Hi Foodwala’s… Welcome to another tale of Alfie Foodwala.
I have always wondered where the oft-used term
“Standing on the shoulders of giants” came from.
Funnily enough, it originates from a 12th Century thinkerwala, John of Salilbury who said…
“We are like dwarfs sitting on the shoulders of giants. We see more, and things that are more distant, than they did, not because our sight is superior or because we are taller than they, but because they raise us up, and by their great stature add to ours.”

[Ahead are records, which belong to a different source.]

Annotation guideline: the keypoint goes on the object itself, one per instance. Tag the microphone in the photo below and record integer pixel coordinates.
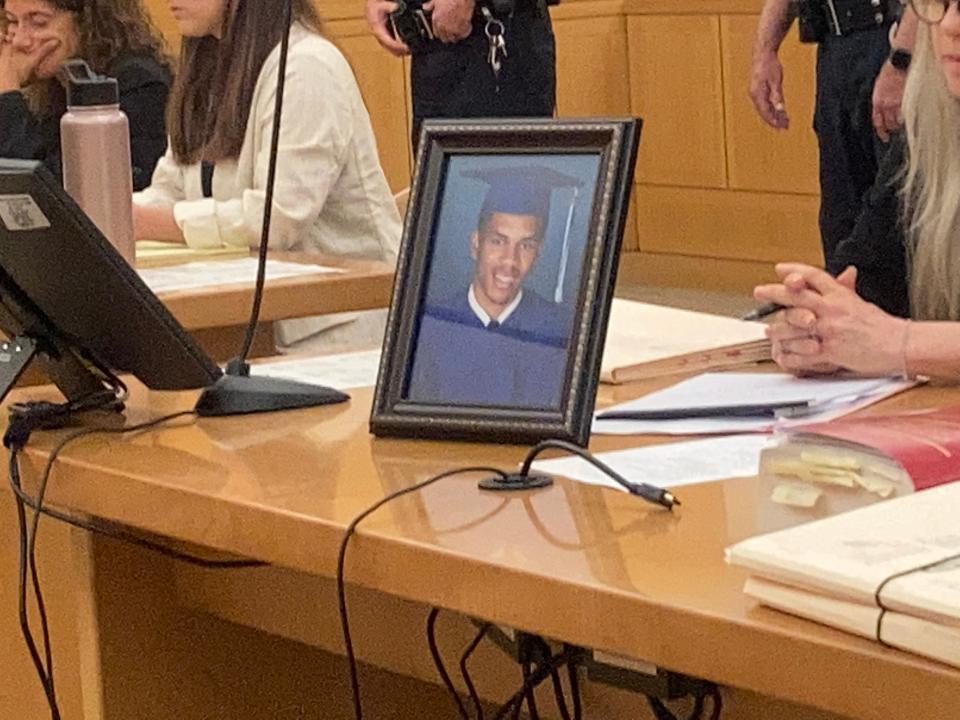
(236, 391)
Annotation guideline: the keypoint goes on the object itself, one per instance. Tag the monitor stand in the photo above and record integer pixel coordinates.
(15, 355)
(236, 392)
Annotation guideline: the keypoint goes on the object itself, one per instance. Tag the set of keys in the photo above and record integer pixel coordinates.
(496, 40)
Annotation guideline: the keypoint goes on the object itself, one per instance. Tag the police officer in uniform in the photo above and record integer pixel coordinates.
(471, 58)
(851, 121)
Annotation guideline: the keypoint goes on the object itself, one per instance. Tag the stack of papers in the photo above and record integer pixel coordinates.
(730, 402)
(645, 341)
(243, 271)
(178, 252)
(831, 570)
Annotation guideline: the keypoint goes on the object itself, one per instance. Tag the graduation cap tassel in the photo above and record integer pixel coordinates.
(564, 249)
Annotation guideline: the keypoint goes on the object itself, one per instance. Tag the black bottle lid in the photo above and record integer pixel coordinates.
(86, 88)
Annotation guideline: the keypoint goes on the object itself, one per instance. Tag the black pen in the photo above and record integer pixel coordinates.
(764, 311)
(718, 411)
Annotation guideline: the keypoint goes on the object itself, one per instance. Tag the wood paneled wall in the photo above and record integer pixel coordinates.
(719, 196)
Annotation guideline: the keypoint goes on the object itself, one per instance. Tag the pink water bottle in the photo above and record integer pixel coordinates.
(95, 144)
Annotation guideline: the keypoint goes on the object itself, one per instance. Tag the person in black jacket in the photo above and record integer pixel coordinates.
(116, 38)
(905, 251)
(462, 72)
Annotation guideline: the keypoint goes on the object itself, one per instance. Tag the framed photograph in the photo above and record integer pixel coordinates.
(504, 280)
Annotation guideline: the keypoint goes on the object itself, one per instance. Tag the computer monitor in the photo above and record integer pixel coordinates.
(66, 291)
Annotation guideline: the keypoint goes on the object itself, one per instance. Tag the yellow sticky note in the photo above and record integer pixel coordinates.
(829, 459)
(796, 495)
(876, 484)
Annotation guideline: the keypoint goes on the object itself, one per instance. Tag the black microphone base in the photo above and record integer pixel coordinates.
(239, 395)
(515, 481)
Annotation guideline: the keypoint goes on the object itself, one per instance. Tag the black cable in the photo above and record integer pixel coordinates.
(465, 672)
(661, 712)
(558, 693)
(24, 419)
(555, 681)
(650, 493)
(536, 678)
(717, 704)
(531, 696)
(271, 179)
(438, 662)
(118, 533)
(575, 691)
(24, 618)
(341, 562)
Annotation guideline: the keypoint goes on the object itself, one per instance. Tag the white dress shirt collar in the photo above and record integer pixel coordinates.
(482, 314)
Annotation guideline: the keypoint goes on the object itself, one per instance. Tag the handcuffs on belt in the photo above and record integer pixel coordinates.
(819, 19)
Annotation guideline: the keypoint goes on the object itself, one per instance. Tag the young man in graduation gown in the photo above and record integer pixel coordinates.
(497, 342)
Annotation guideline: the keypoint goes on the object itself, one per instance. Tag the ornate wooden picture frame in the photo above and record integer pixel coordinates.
(504, 280)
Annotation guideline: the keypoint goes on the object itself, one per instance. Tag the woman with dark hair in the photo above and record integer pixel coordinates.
(116, 38)
(209, 189)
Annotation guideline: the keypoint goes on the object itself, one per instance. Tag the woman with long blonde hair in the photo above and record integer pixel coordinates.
(116, 38)
(906, 249)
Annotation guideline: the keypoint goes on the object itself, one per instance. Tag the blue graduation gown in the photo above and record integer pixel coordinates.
(520, 363)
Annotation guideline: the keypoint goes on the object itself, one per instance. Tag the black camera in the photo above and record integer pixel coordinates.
(812, 20)
(411, 24)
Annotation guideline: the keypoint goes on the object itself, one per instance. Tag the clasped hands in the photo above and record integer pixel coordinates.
(827, 327)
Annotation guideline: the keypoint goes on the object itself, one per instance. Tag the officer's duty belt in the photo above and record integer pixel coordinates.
(849, 16)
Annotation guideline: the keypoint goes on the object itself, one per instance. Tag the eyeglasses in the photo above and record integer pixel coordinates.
(932, 11)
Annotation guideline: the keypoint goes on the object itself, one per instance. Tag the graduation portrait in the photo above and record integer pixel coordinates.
(499, 258)
(508, 249)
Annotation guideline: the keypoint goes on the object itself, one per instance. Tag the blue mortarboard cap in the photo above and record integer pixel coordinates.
(521, 190)
(525, 190)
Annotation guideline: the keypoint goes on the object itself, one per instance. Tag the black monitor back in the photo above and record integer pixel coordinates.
(63, 285)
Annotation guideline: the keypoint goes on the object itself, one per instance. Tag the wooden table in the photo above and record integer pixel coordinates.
(217, 315)
(586, 565)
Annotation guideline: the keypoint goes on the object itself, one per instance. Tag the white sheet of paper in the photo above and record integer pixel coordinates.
(670, 465)
(341, 372)
(833, 396)
(190, 276)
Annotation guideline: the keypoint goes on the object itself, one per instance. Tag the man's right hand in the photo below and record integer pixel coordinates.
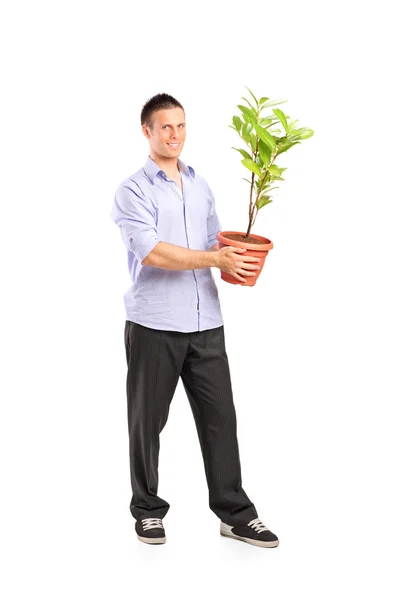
(230, 260)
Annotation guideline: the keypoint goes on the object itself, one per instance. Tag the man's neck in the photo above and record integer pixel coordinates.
(168, 165)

in a nutshell what it alludes to is what we achieve more and further by building on the achievements of previous great and influential people.
Why is this relevant?
let me indulge…
I was on another of Alfie Foodwala’s famous wanderings in the big smoke and I stumbled on Darjeeling Express, the story of Darjeeling Express and particularly the chef patron Asma Khan is very interesting, Ms Khan who is actually a lawyer loved food and cooking so much she started to cook for her friends at home and one thing led to another and that evolved to supper clubs and manifested itself into a restaurant as she outgrew her dining room.
Asma Khan, caught the attention of Chefs Table on Netflix and rest is as we say… history.
As with the case with Avant Garde chefs, they look down and downplay the achievements of the great men and women who came to the UK in the 60’s and 70’s and opened restaurants on what can only be said in very hostile and challenging market conditions.
However, it was refreshing to hear Asma giving the early pioneers credit in making her journey easier and how she is indeed was “standing on the shoulder of giants” and in particular reference to Mr Ali of the Shish Mahal who first invented the Chicken Tikka Masala.
The dining room of Darjeeling Express is compact, it feels intimate without feeling claustrophobic
We kicked off the proceedings with some pre appetiser, Dahi Vada.
Dahi Vada is a street food snack originated in the Indian subcontinent and is medallions of fried Urid Dall fritters topped with sweet creamy buffalo yoghurt and topped with roasted spices, Sev(fried chickpea noodles) and in my case, I prefer it Punjabi style so with some chopped green chillies.
The Dahi Vada was delicious and light with the clear tasting of the individual elements, if cooked with a less delicate hand it can be stodgy and unappetising.
These King Prawns were heavenly, the Prawns were cooked without making them rubbery, even although they were out of the shell, the Prawns were sauteed in garlic and dried chilli tarka
the flavour notes were fantastic, subtle smokiness with a slight sweet afternote.
The venison Kofta was indeed a novel take on Kofta.
The Venison was rich and earthy with a slightly sweet nutty taste, possibly from the diet of the deer, the Shikar Masala shorba was subtle, delicate, smooth and rich and perfectly seasoned.
The second indulgence was the Lamb Keema with Spinach Leaf and ground Talichery Black Pepper…one word Yummy
The mince was moist yet not greasy it was light without being under seasoned.
In Conclusion, Ms Khan has disrupted without being a disruption, her take on her native Calcutta was heartwarming, her team of all female chefs was groundbreaking, the subtleness of the female hand was evident in the cooking.
I had an amazing afternoon having my taste buds teased and tantalised.